Number of Moles and Balancing Chemical Equations

[Madison Rhynhart 3H]

Dr. Lavelle indicated that due to the law of conservation of mass we had to make sure that the total number of atoms on the left = that on the right however, does this not apply to moles as well? I was confused just because in the example he said conceptually we could say that in the chemical equation 2Na(s) + 2H2O(l) --> 2NaOH(aq) + H2(g) that it is balanced because there are two atoms of Na on the left and 2 atoms of Na on the right. But, he also said that there were 2 moles of Na on the left and 2 moles of Na on the right so I wasn't sure if the moles also had to be equal on the left and right sides?

[Bryan Cheng 1H]

You can think of it either way (with moles or with atoms). It's just the difference between the atomic scale and the larger molar scale -- you can think of the using moles instead of atoms as multiplying the quantity of everything in atoms by Avogadro's number. The effect is the same, so whichever is easier for you to think about!

[Emily Chen 1G]

Just for clarification, the number of moles of a particular element, in this case Na, would have to be the same on both sides of the reaction, but the TOTAL number of moles on the reactants and products side do not necessarily have to equal to each other

[Vincent Nguyen 3G]

The thing about moles is that the amount of moles you have can change depending on how bonds form. For the sake of conceptualizing this, pretend we had a hypothetical equation like 2H2(g) + O2(g) --> 2H2O(g). There are 3 moles on the left, but only 2 on the right. This is because the 2H2 and single O2 (2+1 moles) are bonding together to form 2H2O (2 moles). There are still the same amount of atoms (which is all that matters for balancing), but there are fewer moles because the 2H2 and O2 have bonded together.

[Julia Zahra]

The number of moles of individual elements must stay the same but not the number of moles of different molecules that have multiple elements.

[Maddie Klee 3K]

The easiest way for me to think about these problems is to focus on each element to make sure that there are the same number of moles of that element on each side of the equation. The conservation of mass just means that mass cannot be created or destroyed, so you balance the reaction to ensure that the atomic mass of the reactants is equal to that of the products. This doesn't specifically relate to moles, but you can think of it in terms of the moles of a specific element need to be the same on both sides, but not necessarily the moles of other elements.

[605721741]

Atoms must be balanced in chemical reactions.
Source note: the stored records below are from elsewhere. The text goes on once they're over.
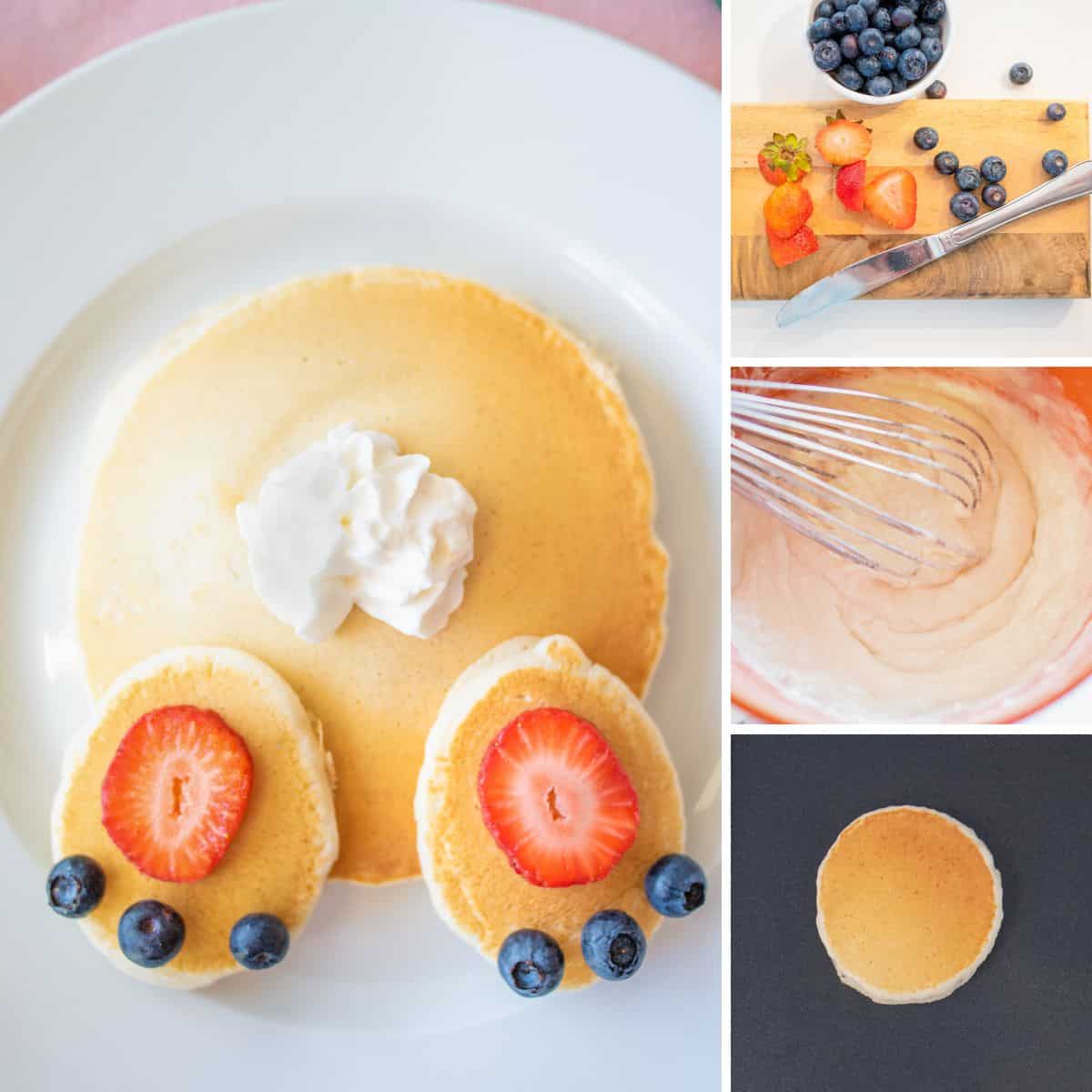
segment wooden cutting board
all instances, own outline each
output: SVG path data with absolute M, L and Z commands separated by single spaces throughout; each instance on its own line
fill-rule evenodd
M 890 167 L 909 167 L 917 178 L 917 222 L 909 232 L 899 233 L 865 212 L 848 212 L 838 200 L 834 168 L 815 151 L 815 135 L 839 106 L 847 118 L 860 118 L 873 130 L 869 180 Z M 954 226 L 958 222 L 948 202 L 956 182 L 934 168 L 937 152 L 954 152 L 961 165 L 973 166 L 987 155 L 999 155 L 1009 168 L 1002 183 L 1009 200 L 1047 180 L 1044 152 L 1060 149 L 1070 164 L 1088 159 L 1088 103 L 1065 106 L 1067 117 L 1058 122 L 1046 120 L 1046 100 L 1026 99 L 733 106 L 733 299 L 787 299 L 862 258 Z M 914 131 L 921 126 L 931 126 L 940 134 L 933 152 L 914 145 Z M 815 201 L 809 225 L 819 236 L 818 253 L 783 270 L 770 259 L 762 219 L 770 186 L 758 169 L 758 153 L 774 132 L 807 136 L 814 169 L 805 185 Z M 1070 201 L 1001 228 L 865 298 L 1088 297 L 1092 295 L 1089 234 L 1088 200 Z

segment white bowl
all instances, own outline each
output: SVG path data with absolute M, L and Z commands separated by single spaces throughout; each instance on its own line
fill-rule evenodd
M 925 94 L 925 88 L 928 87 L 934 80 L 940 79 L 940 73 L 943 71 L 945 66 L 948 63 L 948 58 L 951 57 L 952 52 L 952 16 L 951 16 L 951 5 L 957 3 L 958 0 L 948 0 L 948 13 L 940 20 L 940 33 L 941 41 L 945 44 L 943 56 L 937 61 L 933 68 L 929 69 L 925 75 L 922 76 L 917 83 L 912 83 L 905 91 L 898 91 L 893 95 L 877 96 L 877 95 L 866 95 L 860 91 L 850 91 L 848 87 L 843 87 L 833 76 L 833 73 L 821 72 L 816 68 L 815 61 L 811 59 L 811 52 L 815 46 L 808 41 L 808 27 L 815 22 L 815 10 L 819 7 L 820 0 L 808 0 L 806 10 L 806 22 L 804 23 L 804 44 L 807 47 L 808 64 L 811 66 L 811 71 L 819 76 L 824 84 L 829 84 L 828 90 L 833 90 L 834 93 L 840 98 L 850 98 L 854 103 L 862 103 L 864 106 L 889 106 L 891 103 L 905 103 L 907 98 L 916 98 L 918 95 Z

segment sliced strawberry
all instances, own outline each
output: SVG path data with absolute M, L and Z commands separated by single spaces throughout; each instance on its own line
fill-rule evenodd
M 103 779 L 103 826 L 145 876 L 207 876 L 242 822 L 253 762 L 221 716 L 193 705 L 145 713 Z
M 816 135 L 819 154 L 832 166 L 844 167 L 859 159 L 867 159 L 873 150 L 873 134 L 859 121 L 848 121 L 839 110 L 828 118 L 824 128 Z
M 595 727 L 533 709 L 501 728 L 478 772 L 482 818 L 536 887 L 603 879 L 633 844 L 637 793 Z
M 819 240 L 807 224 L 788 239 L 775 235 L 767 225 L 765 237 L 770 240 L 770 257 L 773 259 L 773 264 L 780 270 L 798 262 L 802 258 L 807 258 L 808 254 L 814 254 L 819 249 Z
M 795 235 L 814 211 L 811 194 L 799 182 L 783 182 L 762 205 L 767 227 L 783 239 Z
M 917 219 L 917 180 L 905 167 L 885 170 L 865 187 L 865 207 L 899 230 L 913 227 Z
M 850 212 L 865 211 L 865 161 L 850 163 L 841 167 L 834 180 L 834 191 L 839 201 Z

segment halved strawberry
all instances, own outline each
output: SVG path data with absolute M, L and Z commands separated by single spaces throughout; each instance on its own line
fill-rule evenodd
M 838 199 L 850 212 L 865 211 L 865 166 L 864 159 L 846 164 L 839 168 L 834 180 Z
M 917 180 L 905 167 L 885 170 L 865 187 L 865 207 L 900 230 L 913 227 L 917 219 Z
M 795 235 L 814 211 L 811 194 L 799 182 L 783 182 L 762 205 L 767 227 L 783 239 Z
M 816 135 L 819 154 L 831 165 L 844 167 L 846 164 L 867 159 L 873 150 L 871 131 L 860 121 L 848 121 L 841 110 Z
M 819 249 L 819 240 L 807 224 L 787 239 L 775 235 L 767 225 L 765 237 L 770 241 L 770 257 L 773 259 L 773 264 L 780 270 L 798 262 L 802 258 L 807 258 L 808 254 L 814 254 Z
M 497 845 L 536 887 L 603 879 L 640 823 L 617 756 L 563 709 L 532 709 L 500 729 L 482 759 L 478 802 Z
M 145 876 L 189 883 L 227 852 L 250 798 L 253 762 L 242 737 L 193 705 L 145 713 L 103 779 L 103 826 Z

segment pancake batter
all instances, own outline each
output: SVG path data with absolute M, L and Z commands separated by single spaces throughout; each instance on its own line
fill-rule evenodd
M 805 381 L 923 402 L 980 430 L 995 465 L 973 512 L 859 468 L 838 483 L 973 556 L 877 574 L 734 498 L 736 655 L 817 719 L 845 722 L 957 720 L 1048 667 L 1092 613 L 1092 432 L 1056 380 L 887 368 Z

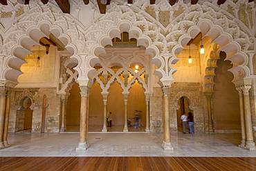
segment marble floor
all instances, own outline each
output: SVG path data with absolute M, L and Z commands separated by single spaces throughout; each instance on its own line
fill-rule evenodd
M 171 134 L 174 151 L 161 148 L 163 133 L 89 133 L 89 148 L 75 151 L 79 133 L 8 134 L 11 145 L 0 157 L 246 157 L 256 151 L 237 147 L 241 134 Z

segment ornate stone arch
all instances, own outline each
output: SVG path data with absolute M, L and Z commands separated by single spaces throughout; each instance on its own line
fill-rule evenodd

There are for moles of hydrogen on the left. There are 2 moles of NaOH and one mole of H2 on the right. This means 2 hydrogen atoms from NaOH and 2 from H2. This means 4 hydrogen atoms, which creates a balanced equation.

[Joshua Lee 3C]

The law of conservation of mass simply states that in a reaction, matter cannot be created or destroyed. In this situation, this holds true even if there are fewer total moles of the product than the reactant. This is because the individual number of moles of each element remains the same. There are four moles of hydrogen before and after the reaction. There are 2 moles of sodium before and after the reaction. There are 2 moles of oxygen before and after the reaction. The only reason that the number of total moles changed is due to the way the elements bonded with each other. If a more complex molecule is formed, then there may be fewer moles because one mole of the complex molecule has a lot more mass than the simpler compounds prior to the reaction. The number of total grams before and after the reaction still remains the same. Thus, the law of conservation of mass was not broken in this situation.

[Edwin Montalvo 1G]

The easiest way to see this is to understand the relationship between an atom and a mole. Both of these are quantity. An atom is typically the smallest quantity we use in chemistry because we can draw particles and observe them. A mole is just a bunch of atoms. In fact, a mole is 6.022 x 10^23 particles (or in this instance, atoms). Therefore, we can choose to view the chemical formula in terms of atoms because we need to start and end with the same amount of atoms, which in turn means that the mass on both sides is conserved. So, just remember that these are quantities, and viewing them as atoms helps visualize the balance.